June 19, 2012 | 7:13 am
Posted by Rabbi John Rosove
My wife and I happily flew to Sacramento last week to attend our younger son David’s graduation from UC Davis. We had booked a few rooms at the more than 500 room Hyatt Regency Hotel adjacent to the Sacramento Convention Center, settled in for a weekend of celebration when suddenly the hotel filled up with hundreds of folks wearing “Safeguard Your Heart” name-tags.
It was a blistering hot at 105 plus degrees, but the men and boys wore suits, white shirts and ties and the women and girls were formally dressed in skirts and pant suits all weekend long. The children were neatly clad and scrubbed. Everyone appeared consistently happy and content.
On the elevator I asked a young man, “What is the name of your group?”
“We’re Jehovah’s Witnesses!”
As it happened, thousands of an estimated 5.7 million American Jehovah’s Witnesses had come to Sacramento for their annual national conference.
Though I had met some of these folks over the years when they would come to my door to teach and preach to me, I really knew little about their beliefs and practices. After sharing a hotel with so many happy followers, however, I became curious. Here is some of what I learned plus my thoughts about the meaning of their seeming “happiness” and sense of certainty in their faith.
Jehovah’s Witnesses are unlike most Christian denominations. They follow first century New Testament texts, reject the doctrines of the trinity and immortality of the soul, and do not observe Christmas or Easter because they are post-testament holidays. They do not celebrate birthdays or observe national holidays claiming that such phenomena are inspired by Satan to draw unsuspecting Christians away from the True faith.
Jehovah’s Witnesses read the Bible literally, but at times also symbolically. They place their emphasis on God rather than Jesus Christ, and believe that Jesus is the only direct creation of God as his “only begotten son.” Everything else was created through the Christ.

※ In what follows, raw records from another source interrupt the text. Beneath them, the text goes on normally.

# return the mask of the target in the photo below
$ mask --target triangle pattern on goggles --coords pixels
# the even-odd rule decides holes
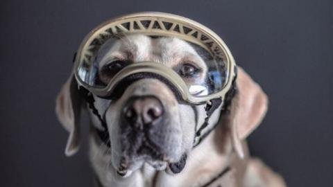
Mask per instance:
[[[224,43],[209,28],[187,18],[162,12],[143,12],[118,17],[101,24],[84,39],[80,61],[89,62],[108,39],[126,33],[176,37],[198,44],[217,60],[226,58]]]

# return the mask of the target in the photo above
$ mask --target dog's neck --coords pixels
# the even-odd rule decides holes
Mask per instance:
[[[110,161],[101,155],[103,154],[101,149],[103,149],[101,147],[105,145],[102,144],[97,146],[99,144],[96,143],[96,138],[92,138],[90,159],[96,177],[96,186],[210,186],[205,185],[211,181],[214,184],[215,181],[212,179],[215,178],[219,184],[238,186],[235,177],[241,177],[239,170],[239,170],[239,168],[243,166],[234,163],[241,161],[239,161],[236,154],[232,153],[228,134],[226,132],[223,134],[225,136],[216,136],[215,133],[211,133],[190,152],[186,166],[180,173],[171,175],[164,171],[156,171],[146,165],[126,178],[119,176],[112,169],[107,172],[107,170],[110,170],[107,167]],[[216,141],[219,144],[216,143]],[[216,145],[223,145],[216,148]],[[219,176],[228,168],[230,168],[230,171]],[[109,173],[109,175],[105,173]]]

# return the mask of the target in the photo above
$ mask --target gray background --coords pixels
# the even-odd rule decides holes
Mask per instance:
[[[91,186],[86,139],[78,154],[63,154],[67,134],[55,98],[93,27],[143,10],[216,31],[269,96],[268,113],[249,137],[252,153],[289,186],[333,186],[332,0],[2,0],[0,7],[0,186]]]

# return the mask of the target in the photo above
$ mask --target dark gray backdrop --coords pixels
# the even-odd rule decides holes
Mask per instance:
[[[90,186],[86,139],[78,154],[63,154],[56,96],[90,29],[151,10],[211,28],[266,91],[269,111],[249,137],[254,155],[290,186],[333,186],[332,2],[1,1],[0,186]]]

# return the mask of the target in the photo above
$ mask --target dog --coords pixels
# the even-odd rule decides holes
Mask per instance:
[[[174,69],[191,61],[202,69],[196,80],[200,81],[207,69],[203,53],[175,37],[133,34],[106,42],[94,60],[101,72],[110,60],[116,69],[128,62],[143,61]],[[177,71],[187,73],[191,68]],[[101,73],[99,78],[107,83],[108,75]],[[92,94],[97,113],[105,116],[110,135],[108,146],[94,130],[105,130],[94,114],[96,111],[85,103],[71,75],[56,99],[58,118],[69,132],[65,153],[70,156],[78,150],[80,111],[86,108],[92,129],[89,159],[96,186],[286,186],[279,175],[249,156],[246,145],[246,138],[267,110],[266,95],[241,67],[236,87],[228,112],[221,112],[220,107],[212,114],[210,123],[219,124],[194,148],[194,126],[205,121],[205,105],[178,102],[162,81],[140,79],[126,87],[117,100]]]

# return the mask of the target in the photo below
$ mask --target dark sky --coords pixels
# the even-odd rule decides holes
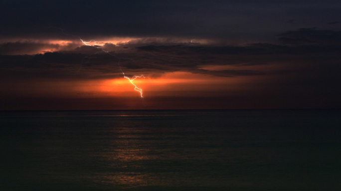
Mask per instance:
[[[16,0],[0,16],[0,110],[341,108],[340,1]]]

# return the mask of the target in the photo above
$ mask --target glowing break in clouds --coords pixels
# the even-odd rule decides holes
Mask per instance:
[[[126,78],[126,79],[128,79],[128,80],[129,80],[129,81],[130,82],[130,83],[131,83],[132,84],[134,85],[134,86],[135,86],[135,88],[134,89],[135,91],[137,91],[139,92],[140,92],[140,94],[141,95],[141,98],[143,98],[143,96],[142,96],[142,89],[141,88],[138,88],[138,87],[136,86],[136,85],[135,85],[134,83],[133,83],[133,81],[134,81],[134,79],[136,79],[136,78],[138,78],[138,77],[140,78],[140,77],[143,77],[144,78],[146,78],[146,77],[145,77],[143,75],[140,75],[140,76],[139,76],[134,75],[134,76],[133,76],[133,77],[131,79],[131,78],[129,78],[129,77],[126,76],[126,74],[125,74],[124,73],[124,72],[123,72],[123,70],[122,70],[122,68],[121,67],[121,65],[120,65],[120,62],[121,61],[121,59],[128,59],[128,60],[132,60],[132,61],[133,61],[133,59],[128,59],[128,58],[118,58],[118,57],[117,57],[117,56],[116,56],[115,55],[114,55],[112,54],[111,53],[109,53],[109,52],[106,51],[105,51],[104,50],[103,50],[103,49],[101,48],[100,47],[101,47],[101,46],[97,45],[98,43],[98,44],[104,44],[104,43],[101,43],[101,42],[98,42],[98,41],[96,41],[94,40],[90,40],[90,41],[89,41],[89,42],[85,42],[85,41],[83,41],[80,37],[79,37],[79,36],[78,36],[72,35],[70,35],[70,34],[67,34],[67,33],[64,33],[64,30],[63,30],[63,29],[61,29],[61,28],[57,28],[57,27],[54,27],[54,28],[57,28],[57,29],[60,29],[60,30],[61,30],[62,33],[63,33],[63,34],[65,34],[65,35],[69,35],[69,36],[71,36],[79,38],[79,39],[82,41],[82,43],[83,44],[84,44],[84,45],[86,45],[86,46],[91,46],[91,47],[95,47],[95,48],[97,48],[97,49],[98,49],[98,50],[100,50],[100,51],[99,51],[99,52],[96,52],[96,53],[95,53],[94,54],[93,54],[92,55],[95,55],[95,54],[97,54],[97,53],[98,53],[101,52],[104,52],[105,53],[107,53],[107,54],[109,54],[109,55],[110,55],[112,56],[113,57],[114,57],[117,58],[117,59],[118,59],[118,60],[119,60],[119,62],[118,62],[118,65],[119,65],[119,66],[120,67],[120,70],[122,72],[122,74],[123,74],[123,77],[124,77],[125,78]],[[94,43],[94,44],[95,44],[95,45],[89,45],[89,43],[90,43],[91,42],[93,42]],[[83,61],[82,61],[82,62],[83,62]]]

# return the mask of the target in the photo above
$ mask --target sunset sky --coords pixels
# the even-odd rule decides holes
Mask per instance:
[[[0,110],[341,108],[340,0],[13,0],[0,16]]]

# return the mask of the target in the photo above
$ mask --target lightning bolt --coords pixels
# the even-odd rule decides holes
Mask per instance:
[[[134,85],[134,86],[135,86],[135,88],[134,89],[135,91],[137,91],[139,92],[140,92],[140,94],[141,95],[141,98],[143,98],[143,96],[142,96],[142,89],[138,88],[138,87],[136,86],[136,85],[135,85],[135,84],[134,84],[134,83],[133,82],[133,81],[134,81],[134,80],[135,80],[135,79],[137,78],[138,77],[138,78],[143,77],[143,78],[145,78],[146,77],[145,77],[143,75],[140,75],[140,76],[134,75],[134,76],[133,76],[133,77],[131,79],[131,78],[129,78],[129,77],[126,76],[126,74],[125,74],[124,73],[124,72],[123,72],[123,70],[122,70],[122,67],[121,67],[121,65],[120,64],[120,62],[121,61],[121,59],[128,59],[128,60],[131,60],[131,61],[134,61],[133,59],[128,59],[128,58],[119,58],[119,57],[117,57],[115,55],[113,55],[112,54],[109,53],[109,52],[106,51],[105,50],[103,50],[102,48],[100,48],[100,47],[99,46],[99,45],[97,45],[97,43],[100,43],[100,42],[98,42],[98,41],[95,41],[95,40],[90,40],[90,41],[89,41],[89,42],[86,42],[86,41],[83,41],[83,40],[82,39],[82,38],[81,38],[80,37],[79,37],[79,36],[75,36],[75,35],[71,35],[71,34],[70,34],[65,33],[65,32],[64,32],[64,29],[61,29],[61,28],[58,28],[58,27],[49,27],[49,28],[51,28],[51,27],[57,28],[57,29],[60,30],[61,31],[61,32],[62,32],[62,33],[63,34],[66,35],[68,35],[68,36],[73,36],[73,37],[79,38],[79,40],[80,40],[81,41],[82,41],[82,43],[83,44],[84,44],[84,45],[86,45],[86,46],[91,46],[91,47],[95,47],[95,48],[96,48],[96,49],[97,49],[100,50],[100,51],[97,52],[96,52],[96,53],[95,53],[94,54],[92,54],[92,55],[89,55],[89,56],[88,56],[88,57],[85,57],[85,58],[88,57],[89,57],[89,56],[91,56],[91,55],[93,55],[96,54],[97,54],[97,53],[99,53],[99,52],[105,52],[105,53],[107,53],[107,54],[108,54],[109,55],[111,55],[111,56],[113,56],[113,57],[116,58],[116,59],[118,59],[118,60],[119,60],[119,62],[118,62],[118,65],[119,65],[119,66],[120,67],[120,70],[121,70],[121,71],[122,72],[122,74],[123,74],[123,77],[124,77],[125,78],[126,78],[126,79],[128,79],[128,80],[129,80],[129,81],[130,82],[130,83],[131,83],[132,84]],[[89,44],[91,42],[93,42],[95,44],[95,45],[91,45]],[[85,59],[85,58],[84,58],[84,59]],[[83,64],[83,61],[84,61],[84,59],[83,59],[83,60],[82,61],[82,64]],[[79,69],[80,69],[80,68]]]

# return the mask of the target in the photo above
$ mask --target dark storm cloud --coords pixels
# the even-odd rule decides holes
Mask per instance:
[[[7,42],[0,44],[0,55],[31,54],[40,52],[45,49],[56,49],[58,44],[39,43],[30,42]]]
[[[341,31],[302,28],[282,33],[279,40],[286,44],[341,44]]]
[[[341,17],[339,0],[2,1],[0,36],[268,39],[274,32]],[[319,25],[318,26],[320,26]],[[293,28],[295,27],[295,28]]]
[[[98,48],[82,46],[72,51],[36,55],[1,56],[0,67],[6,71],[31,72],[30,77],[32,78],[57,78],[121,77],[119,60],[127,75],[144,73],[150,77],[173,71],[224,77],[284,74],[290,72],[307,74],[313,70],[319,72],[317,67],[324,68],[321,69],[319,74],[323,76],[328,75],[329,69],[335,71],[340,67],[341,31],[301,29],[288,31],[281,35],[282,37],[279,40],[290,46],[266,43],[244,47],[192,46],[190,44],[183,44],[150,45],[124,49],[108,43],[102,48],[111,51],[110,54],[114,56],[101,51]],[[267,71],[244,67],[279,65],[283,63],[292,66],[293,68]],[[307,65],[304,66],[305,64]],[[201,65],[231,65],[239,67],[240,69],[212,70],[200,68]],[[305,68],[300,69],[301,70],[293,69],[299,65]],[[49,75],[46,75],[46,73]],[[29,74],[26,75],[29,76]]]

They believe that the end of days is fast approaching and only those will be resurrected who follow the “true faith.” Every other religion is false.

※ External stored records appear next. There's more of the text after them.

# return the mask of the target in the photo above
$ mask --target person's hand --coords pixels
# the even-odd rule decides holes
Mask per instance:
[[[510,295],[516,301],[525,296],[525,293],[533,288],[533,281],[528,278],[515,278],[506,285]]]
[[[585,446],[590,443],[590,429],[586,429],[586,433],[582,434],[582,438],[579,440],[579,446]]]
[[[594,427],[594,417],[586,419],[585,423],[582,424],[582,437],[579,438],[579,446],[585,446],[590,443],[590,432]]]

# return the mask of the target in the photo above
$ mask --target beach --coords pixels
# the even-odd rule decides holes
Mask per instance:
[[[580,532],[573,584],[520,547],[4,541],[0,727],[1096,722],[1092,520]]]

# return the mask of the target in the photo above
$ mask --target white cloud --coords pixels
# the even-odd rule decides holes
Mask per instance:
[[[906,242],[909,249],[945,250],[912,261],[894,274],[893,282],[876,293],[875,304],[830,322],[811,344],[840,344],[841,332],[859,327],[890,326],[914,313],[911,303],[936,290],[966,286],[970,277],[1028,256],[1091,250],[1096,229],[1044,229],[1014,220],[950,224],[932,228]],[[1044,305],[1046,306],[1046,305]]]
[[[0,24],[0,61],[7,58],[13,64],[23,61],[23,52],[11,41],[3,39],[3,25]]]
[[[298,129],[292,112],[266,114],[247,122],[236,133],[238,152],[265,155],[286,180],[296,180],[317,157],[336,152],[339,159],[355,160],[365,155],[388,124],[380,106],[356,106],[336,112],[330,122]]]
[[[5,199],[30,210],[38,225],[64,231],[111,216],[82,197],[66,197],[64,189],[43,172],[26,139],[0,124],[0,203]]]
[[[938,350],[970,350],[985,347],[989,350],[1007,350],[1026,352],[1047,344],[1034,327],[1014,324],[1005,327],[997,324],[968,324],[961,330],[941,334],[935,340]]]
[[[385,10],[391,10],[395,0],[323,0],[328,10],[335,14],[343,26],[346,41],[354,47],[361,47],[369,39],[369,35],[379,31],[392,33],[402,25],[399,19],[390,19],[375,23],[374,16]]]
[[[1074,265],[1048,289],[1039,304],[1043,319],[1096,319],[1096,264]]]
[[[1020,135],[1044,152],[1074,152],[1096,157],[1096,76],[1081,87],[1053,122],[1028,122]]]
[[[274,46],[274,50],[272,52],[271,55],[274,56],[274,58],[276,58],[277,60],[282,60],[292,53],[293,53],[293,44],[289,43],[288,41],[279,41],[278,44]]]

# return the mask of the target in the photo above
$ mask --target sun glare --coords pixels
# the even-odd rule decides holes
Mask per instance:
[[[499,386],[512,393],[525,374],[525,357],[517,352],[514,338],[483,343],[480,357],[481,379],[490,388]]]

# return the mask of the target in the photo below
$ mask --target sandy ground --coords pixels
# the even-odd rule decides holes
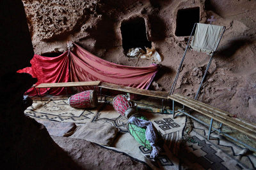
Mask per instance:
[[[125,56],[120,31],[124,20],[144,18],[147,38],[163,57],[154,80],[165,91],[170,90],[188,39],[175,35],[177,11],[199,7],[200,23],[208,24],[212,15],[213,24],[226,26],[226,31],[198,100],[256,121],[255,1],[22,1],[35,52],[44,55],[56,56],[67,50],[67,41],[74,41],[108,61],[149,66],[151,60]],[[189,50],[175,93],[193,97],[209,59]]]

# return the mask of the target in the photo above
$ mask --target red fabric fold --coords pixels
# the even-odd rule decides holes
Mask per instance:
[[[36,85],[43,83],[68,82],[69,80],[68,52],[60,56],[48,57],[34,55],[30,60],[31,67],[20,69],[17,73],[27,73],[32,77],[36,78]],[[61,95],[66,94],[65,88],[47,89],[49,94]],[[47,92],[46,89],[41,89],[40,94],[44,96]],[[35,96],[36,92],[34,88],[29,89],[27,93],[29,96]]]
[[[148,88],[157,72],[157,66],[131,67],[106,61],[73,43],[70,52],[70,76],[72,81],[97,81],[138,89]]]

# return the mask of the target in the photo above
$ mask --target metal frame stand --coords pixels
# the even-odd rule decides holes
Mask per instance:
[[[239,143],[240,144],[243,145],[243,146],[244,146],[245,147],[248,148],[250,150],[253,151],[253,152],[256,152],[256,148],[253,148],[253,147],[252,147],[252,146],[251,146],[243,143],[243,141],[240,141],[239,139],[237,139],[234,138],[234,137],[232,137],[232,136],[226,134],[225,132],[223,132],[223,131],[221,131],[222,124],[220,124],[220,127],[218,128],[215,128],[215,127],[212,127],[213,118],[211,119],[211,123],[210,123],[210,124],[207,124],[207,123],[205,123],[205,122],[198,119],[197,118],[192,116],[191,115],[189,114],[188,113],[186,113],[186,111],[184,111],[183,108],[181,109],[181,110],[178,110],[177,111],[175,111],[175,110],[174,110],[174,103],[175,103],[175,101],[173,100],[172,100],[172,102],[173,102],[172,108],[173,108],[173,118],[175,117],[175,115],[174,115],[175,113],[177,113],[177,112],[179,111],[179,112],[181,112],[181,113],[184,113],[184,115],[187,115],[187,116],[195,119],[197,122],[205,125],[205,126],[209,127],[207,140],[210,139],[211,134],[216,131],[216,132],[218,132],[219,134],[221,134],[223,136],[226,136],[226,137],[227,137],[228,138],[230,138],[230,139],[233,139],[234,141],[235,141],[236,142]],[[212,129],[213,129],[213,131],[212,131]]]

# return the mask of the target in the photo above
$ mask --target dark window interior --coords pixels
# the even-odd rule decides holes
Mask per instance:
[[[63,53],[60,52],[50,52],[50,53],[42,53],[41,55],[44,57],[54,57],[61,55]]]
[[[179,10],[177,14],[175,35],[177,36],[190,36],[195,23],[198,23],[199,20],[199,7]]]
[[[151,48],[146,34],[146,26],[143,18],[135,18],[123,22],[121,24],[121,34],[123,48],[126,53],[129,48],[145,46]]]

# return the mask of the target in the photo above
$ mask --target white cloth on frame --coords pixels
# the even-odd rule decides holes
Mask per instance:
[[[224,26],[200,23],[196,25],[190,47],[194,50],[211,55],[217,48]]]

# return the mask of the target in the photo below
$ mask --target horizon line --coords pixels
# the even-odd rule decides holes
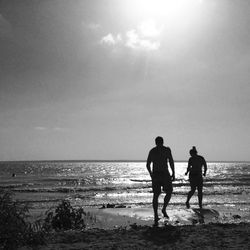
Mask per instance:
[[[75,160],[4,160],[1,161],[2,162],[146,162],[147,160],[124,160],[124,159],[120,159],[120,160],[94,160],[94,159],[87,159],[87,160],[83,160],[83,159],[75,159]],[[174,162],[188,162],[187,160],[174,160]],[[234,162],[242,162],[242,163],[250,163],[250,160],[207,160],[206,162],[208,163],[217,163],[217,162],[225,162],[225,163],[234,163]]]

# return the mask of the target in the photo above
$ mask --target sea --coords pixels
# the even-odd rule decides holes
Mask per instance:
[[[190,190],[187,162],[175,162],[171,206],[185,206]],[[144,161],[0,162],[0,190],[33,209],[49,209],[62,199],[74,206],[151,206],[152,188]],[[209,162],[203,204],[250,214],[250,162]],[[160,203],[163,200],[160,200]],[[197,194],[191,205],[198,206]]]

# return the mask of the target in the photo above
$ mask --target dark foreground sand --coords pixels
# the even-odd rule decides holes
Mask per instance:
[[[250,224],[89,229],[51,234],[36,249],[250,249]]]
[[[230,223],[221,223],[225,213],[216,211],[205,209],[201,224],[194,211],[175,209],[153,227],[152,208],[92,210],[93,224],[84,231],[51,233],[36,249],[250,249],[250,223],[231,214]]]

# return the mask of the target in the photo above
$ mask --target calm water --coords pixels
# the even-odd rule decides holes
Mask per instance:
[[[149,205],[151,182],[145,162],[0,162],[0,188],[34,208],[67,198],[73,204]],[[183,205],[189,191],[186,162],[176,162],[171,204]],[[15,177],[12,174],[15,173]],[[208,163],[204,205],[250,207],[250,163]],[[197,196],[191,199],[197,204]]]

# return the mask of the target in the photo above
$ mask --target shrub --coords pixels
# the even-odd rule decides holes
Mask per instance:
[[[4,249],[14,249],[21,245],[42,244],[44,232],[34,230],[27,222],[29,207],[12,198],[9,191],[0,191],[0,245]]]
[[[82,208],[73,208],[69,201],[63,200],[55,209],[55,211],[47,211],[43,228],[46,231],[54,229],[83,229],[86,227],[84,216],[86,213]]]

Jehovah’s Witnesses are morally conservative and politically non-aligned. They stay clear of politics, forbid sexual relations outside of marriage, consider homosexuality a grave sin, and equate abortion with murder. They eschew gambling, drunkenness, illegal drugs, and tobacco. They teach that the Bible requires true Christians to be kind, good, mild, humble, subservient, and reasonable. They refer to their body of beliefs as “the truth” and see themselves to be “in the truth.”
Their families are patriarchal and their denomination is autocratically led by an all-male religious leadership that maintains discipline, demands obedience, compels commitment, forbids independent thinking, and insists on conformity. Those who violate communal belief and behavioral norms risk “disfellowship” and “shunning.” However, if an individual is judged adequately repentant, he/she can be reinstated.
One has to ask why would so many people would subject themselves to such dogma and strict doctrine?
Kathryn Schultz, in her book, Being Wrong, describes the basic human need that yearns for this kind of a lifestyle. She says that
“…[certainty] feels good. It gives us the comforting illusion that our environment is stable and knowable, and that therefore we are safe within it. Just as important, it makes us feel informed, intelligent, and powerful. When we are certain, we are lords of our maps: the outer limits of our knowledge and the outer limits of the world are one and the same…Seen in this light, our dislike of doubt is a kind of emotional agoraphobia. Uncertainty leaves us stranded in a universe that is too big, too open, too ill-defined…facing our own private uncertainty can … compel us to face the existence of uncertainty in general – the unconsoling fact that nothing in the world can be perfectly known by any mere mortal, and that therefore we can’t shield ourselves and our loved ones from error, accident, and disaster.”
Rabbi Leonard Beerman offered these thoughts on the occasion of his 90th birthday last year:
“I live with uncertainty and doubt. But what I have learned is that doubt may be the most civilizing force we have available to us, for it is doubt that protects us from the arrogance of utter rightness, from the barbarism of blind loyalties, all of which threaten the human possibility.”
To those who conclude that doubt and faith are incompatible, consider the words of Alfred, Lord Tennyson:
“There lives more faith in honest doubt, believe me, than in half the creeds.”
Oh – by the way, our son’s graduation was a peak moment in our lives, and I feel a measure of certainty when I say that Satan had nothing to do with it!